Sexta-feira, Setembro 7, 2007

Xadrez no Cinema: O Sétimo Selo

Coloquei no blogue Peão Dobrado, em 06/09, como comentário ao artigo do seu autor O Xadrez no Cinema: O Sétimo Selo:  
O filme de Ingmar Bergman, O Sétimo Selo (no original sueco, Det Sjunde Inseglet), poderia ser, como alguém já disse, «um ensaio existencialista sobre a condição humana, sobre a forma de um desafio de xadrez entre um cavaleiro regressado das cruzadas e a própria morte», ou mesmo, «um nobre que volta das Cruzadas da Terra Santa para o seu castelo na Escandinávia, no meio de uma crise existencial, se vê na contingência de jogar xadrez com a Morte para salvar a própria vida».

Mas, Block [o cavaleiro] não pretende vencer a sua partida contra a Morte.
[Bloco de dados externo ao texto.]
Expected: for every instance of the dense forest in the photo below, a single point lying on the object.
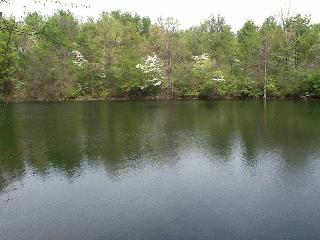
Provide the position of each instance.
(123, 55)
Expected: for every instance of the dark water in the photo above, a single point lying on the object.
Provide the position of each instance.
(159, 170)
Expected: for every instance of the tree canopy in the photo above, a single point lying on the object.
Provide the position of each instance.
(124, 55)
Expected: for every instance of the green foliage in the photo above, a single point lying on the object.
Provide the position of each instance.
(310, 85)
(61, 57)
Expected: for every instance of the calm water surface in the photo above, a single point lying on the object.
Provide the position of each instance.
(160, 170)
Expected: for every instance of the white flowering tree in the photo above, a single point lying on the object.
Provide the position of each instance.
(78, 59)
(154, 72)
(210, 80)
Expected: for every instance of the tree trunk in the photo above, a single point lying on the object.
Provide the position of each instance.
(265, 80)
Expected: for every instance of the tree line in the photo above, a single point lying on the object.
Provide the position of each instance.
(124, 55)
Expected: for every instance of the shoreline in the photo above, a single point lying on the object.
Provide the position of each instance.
(92, 99)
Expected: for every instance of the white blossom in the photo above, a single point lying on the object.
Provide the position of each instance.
(153, 67)
(79, 59)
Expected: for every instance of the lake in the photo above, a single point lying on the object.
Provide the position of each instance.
(160, 170)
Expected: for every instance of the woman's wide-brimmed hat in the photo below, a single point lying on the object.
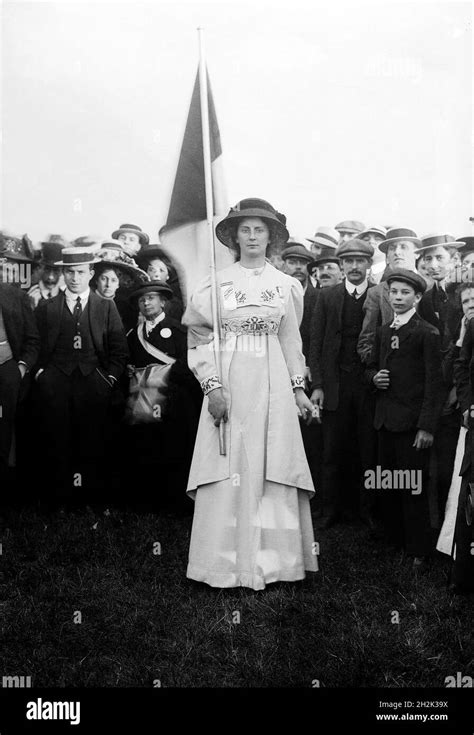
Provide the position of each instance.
(19, 249)
(135, 230)
(252, 208)
(112, 255)
(78, 256)
(397, 234)
(149, 251)
(159, 287)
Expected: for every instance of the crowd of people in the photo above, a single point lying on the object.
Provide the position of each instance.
(341, 376)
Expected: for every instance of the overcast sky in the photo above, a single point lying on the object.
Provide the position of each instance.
(330, 111)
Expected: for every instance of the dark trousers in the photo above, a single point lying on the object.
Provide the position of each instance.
(348, 432)
(10, 380)
(74, 411)
(444, 454)
(405, 515)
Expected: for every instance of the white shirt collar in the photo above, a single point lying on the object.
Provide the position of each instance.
(150, 324)
(360, 289)
(400, 319)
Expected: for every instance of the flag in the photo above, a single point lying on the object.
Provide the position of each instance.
(185, 235)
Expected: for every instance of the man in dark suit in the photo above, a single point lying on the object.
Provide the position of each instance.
(406, 371)
(441, 307)
(83, 354)
(399, 248)
(19, 348)
(337, 377)
(297, 258)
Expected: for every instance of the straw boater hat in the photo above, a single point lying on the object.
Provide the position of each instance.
(296, 249)
(112, 255)
(253, 208)
(355, 247)
(51, 251)
(397, 234)
(135, 230)
(159, 287)
(79, 256)
(350, 225)
(410, 277)
(435, 241)
(325, 236)
(376, 230)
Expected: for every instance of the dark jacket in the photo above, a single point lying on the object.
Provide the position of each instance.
(20, 324)
(325, 343)
(415, 396)
(108, 335)
(453, 312)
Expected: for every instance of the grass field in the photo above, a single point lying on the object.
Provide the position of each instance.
(142, 621)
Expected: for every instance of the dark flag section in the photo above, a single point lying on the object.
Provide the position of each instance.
(188, 199)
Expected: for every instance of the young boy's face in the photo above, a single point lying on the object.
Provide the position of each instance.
(402, 296)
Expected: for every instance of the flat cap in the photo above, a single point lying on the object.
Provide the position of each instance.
(296, 251)
(350, 225)
(406, 276)
(397, 234)
(355, 247)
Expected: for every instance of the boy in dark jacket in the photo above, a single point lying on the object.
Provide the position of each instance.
(407, 374)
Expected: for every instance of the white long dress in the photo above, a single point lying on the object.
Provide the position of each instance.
(252, 522)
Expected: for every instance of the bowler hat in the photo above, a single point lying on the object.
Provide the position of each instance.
(350, 225)
(397, 234)
(19, 249)
(134, 229)
(437, 240)
(296, 250)
(406, 276)
(159, 287)
(355, 247)
(325, 236)
(78, 256)
(376, 230)
(253, 207)
(51, 250)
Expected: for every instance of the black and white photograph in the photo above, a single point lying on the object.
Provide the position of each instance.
(236, 362)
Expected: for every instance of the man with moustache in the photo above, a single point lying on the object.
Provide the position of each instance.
(50, 280)
(399, 248)
(338, 385)
(83, 354)
(297, 258)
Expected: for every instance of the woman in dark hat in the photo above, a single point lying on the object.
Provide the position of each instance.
(115, 276)
(161, 428)
(252, 521)
(154, 260)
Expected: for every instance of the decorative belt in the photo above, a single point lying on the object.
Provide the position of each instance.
(251, 325)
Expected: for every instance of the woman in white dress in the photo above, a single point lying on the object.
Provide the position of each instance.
(252, 522)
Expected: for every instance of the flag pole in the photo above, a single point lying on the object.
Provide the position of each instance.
(209, 215)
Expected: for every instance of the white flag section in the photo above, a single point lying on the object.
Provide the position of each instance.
(185, 236)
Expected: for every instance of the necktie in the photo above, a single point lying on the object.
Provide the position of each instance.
(77, 314)
(396, 322)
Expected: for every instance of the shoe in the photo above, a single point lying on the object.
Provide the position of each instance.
(331, 519)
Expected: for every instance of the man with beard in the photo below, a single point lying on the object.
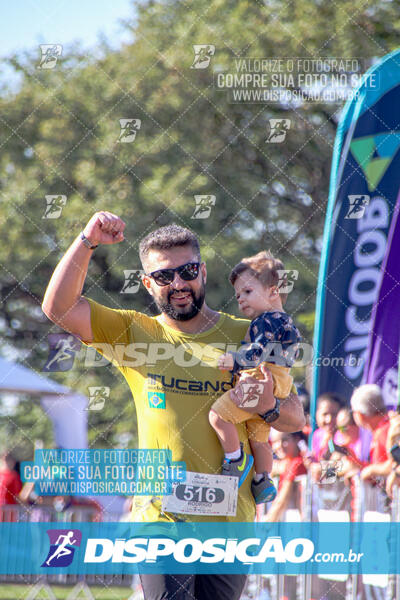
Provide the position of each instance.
(177, 384)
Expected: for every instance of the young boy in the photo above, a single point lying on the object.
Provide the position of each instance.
(274, 340)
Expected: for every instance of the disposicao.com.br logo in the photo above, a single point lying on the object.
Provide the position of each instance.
(193, 550)
(63, 543)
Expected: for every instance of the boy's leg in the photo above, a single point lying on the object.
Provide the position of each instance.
(226, 432)
(223, 414)
(262, 454)
(262, 486)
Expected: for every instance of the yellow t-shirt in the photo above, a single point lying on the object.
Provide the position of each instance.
(174, 380)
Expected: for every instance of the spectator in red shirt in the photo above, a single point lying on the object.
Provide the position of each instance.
(10, 481)
(290, 465)
(370, 412)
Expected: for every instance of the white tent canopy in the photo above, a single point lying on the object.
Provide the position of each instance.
(66, 409)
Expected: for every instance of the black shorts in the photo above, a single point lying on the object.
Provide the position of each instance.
(192, 587)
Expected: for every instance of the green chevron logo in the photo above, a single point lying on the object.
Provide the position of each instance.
(374, 153)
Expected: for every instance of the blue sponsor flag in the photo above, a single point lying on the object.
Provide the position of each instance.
(363, 191)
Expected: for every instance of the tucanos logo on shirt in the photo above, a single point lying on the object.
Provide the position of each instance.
(156, 399)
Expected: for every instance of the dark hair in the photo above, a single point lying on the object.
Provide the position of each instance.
(169, 236)
(263, 266)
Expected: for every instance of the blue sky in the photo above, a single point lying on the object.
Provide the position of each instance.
(26, 23)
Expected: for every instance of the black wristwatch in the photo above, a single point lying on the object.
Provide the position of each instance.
(272, 415)
(87, 242)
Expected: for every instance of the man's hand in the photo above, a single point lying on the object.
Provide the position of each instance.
(104, 228)
(225, 362)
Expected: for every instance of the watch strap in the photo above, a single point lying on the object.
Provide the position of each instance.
(87, 242)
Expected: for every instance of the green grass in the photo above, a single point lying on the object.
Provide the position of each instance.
(20, 592)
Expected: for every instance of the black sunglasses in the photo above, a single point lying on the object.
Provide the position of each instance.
(187, 272)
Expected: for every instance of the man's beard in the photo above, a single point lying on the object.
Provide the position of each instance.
(190, 312)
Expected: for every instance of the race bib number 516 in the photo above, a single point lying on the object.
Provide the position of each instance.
(203, 494)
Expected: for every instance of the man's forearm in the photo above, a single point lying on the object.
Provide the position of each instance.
(66, 284)
(291, 417)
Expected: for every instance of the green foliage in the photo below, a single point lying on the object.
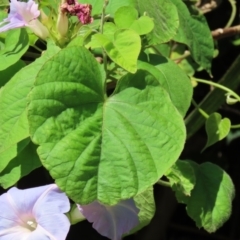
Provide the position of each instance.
(7, 74)
(145, 202)
(127, 17)
(172, 79)
(123, 49)
(106, 109)
(94, 135)
(182, 178)
(13, 103)
(165, 17)
(209, 203)
(20, 166)
(194, 32)
(16, 44)
(216, 128)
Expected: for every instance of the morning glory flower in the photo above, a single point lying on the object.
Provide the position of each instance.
(34, 214)
(24, 14)
(112, 221)
(82, 11)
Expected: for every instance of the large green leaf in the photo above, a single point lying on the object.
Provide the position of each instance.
(216, 128)
(10, 153)
(8, 73)
(165, 16)
(172, 78)
(124, 49)
(210, 202)
(98, 148)
(195, 33)
(26, 161)
(16, 44)
(13, 102)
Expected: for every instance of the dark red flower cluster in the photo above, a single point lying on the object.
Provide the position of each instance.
(82, 11)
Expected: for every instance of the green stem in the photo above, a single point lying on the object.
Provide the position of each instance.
(214, 99)
(233, 14)
(185, 55)
(164, 183)
(32, 55)
(37, 48)
(235, 126)
(101, 31)
(217, 85)
(204, 114)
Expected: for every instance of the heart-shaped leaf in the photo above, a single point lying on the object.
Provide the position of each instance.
(124, 49)
(13, 102)
(99, 148)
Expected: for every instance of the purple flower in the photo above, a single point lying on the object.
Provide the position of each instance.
(24, 14)
(34, 214)
(112, 221)
(82, 11)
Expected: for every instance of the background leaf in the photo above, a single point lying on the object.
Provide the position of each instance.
(195, 33)
(165, 17)
(216, 128)
(98, 148)
(16, 44)
(146, 203)
(182, 178)
(127, 17)
(8, 73)
(211, 199)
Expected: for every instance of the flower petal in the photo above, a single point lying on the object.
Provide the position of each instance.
(27, 10)
(13, 24)
(112, 221)
(57, 225)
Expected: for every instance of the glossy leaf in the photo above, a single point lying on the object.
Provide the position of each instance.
(216, 128)
(195, 33)
(182, 178)
(124, 49)
(146, 203)
(97, 148)
(13, 103)
(172, 79)
(16, 44)
(127, 17)
(8, 73)
(25, 162)
(10, 153)
(165, 17)
(114, 5)
(210, 202)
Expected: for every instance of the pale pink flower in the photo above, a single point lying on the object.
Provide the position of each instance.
(112, 221)
(24, 14)
(34, 214)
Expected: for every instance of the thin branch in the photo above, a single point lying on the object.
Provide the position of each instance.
(226, 32)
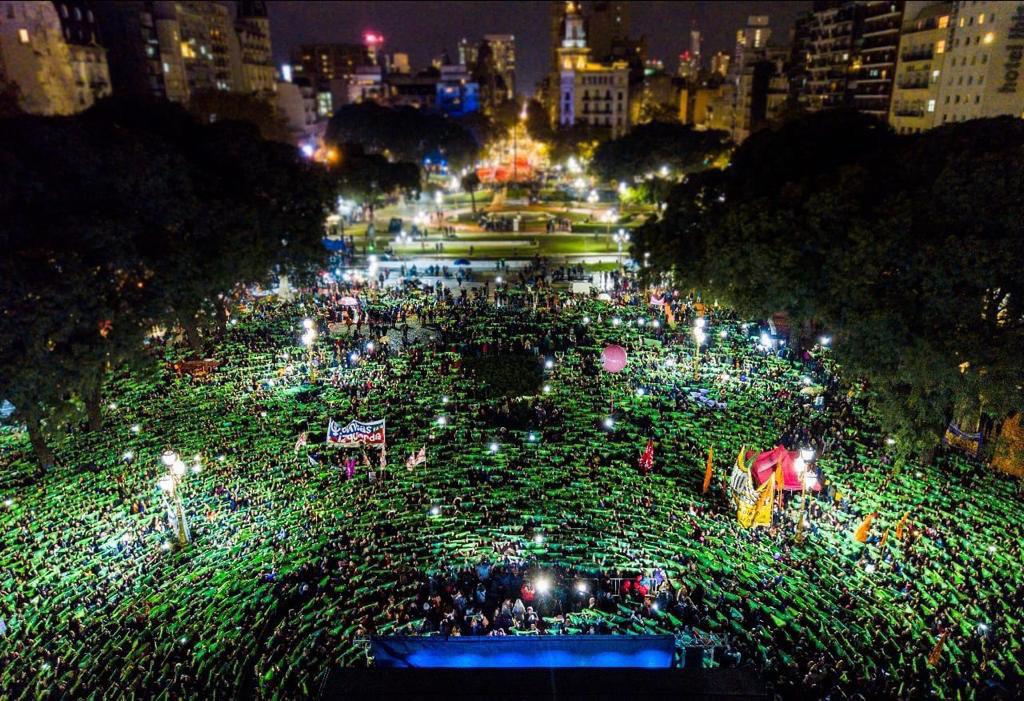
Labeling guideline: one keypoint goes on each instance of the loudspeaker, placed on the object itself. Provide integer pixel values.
(694, 658)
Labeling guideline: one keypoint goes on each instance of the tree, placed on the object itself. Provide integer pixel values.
(539, 122)
(368, 176)
(402, 134)
(219, 105)
(9, 99)
(578, 140)
(651, 146)
(128, 216)
(470, 181)
(878, 241)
Sabe que a tarefa é impossível, mas está decidido a ganhar algum tempo. O que ele deseja, antes de ser levado para o Outro Lado deste mistério, é o Conhecimento.

De facto, “Antonius Block, um Cavaleiro da Suécia medieval, regressa das Cruzadas e encontra o seu país devastado pela peste negra. A Morte aparece para levá-lo. Mas, Block, não está preparado para partir sem ter entendido o sentido da Vida e recusa entregar-se. Propõe, então, uma partida de Xadrez, em que, se ganhar ela será adiada. Mas, apesar de perder, a Morte continua a persegui-lo, até o levar.”

O filme é um grande fresco sobre a Idade Média, do ponto de vista “histórico” e, mesmo ideológico – o “fervor religioso” sincero, mas, acrítico e cego.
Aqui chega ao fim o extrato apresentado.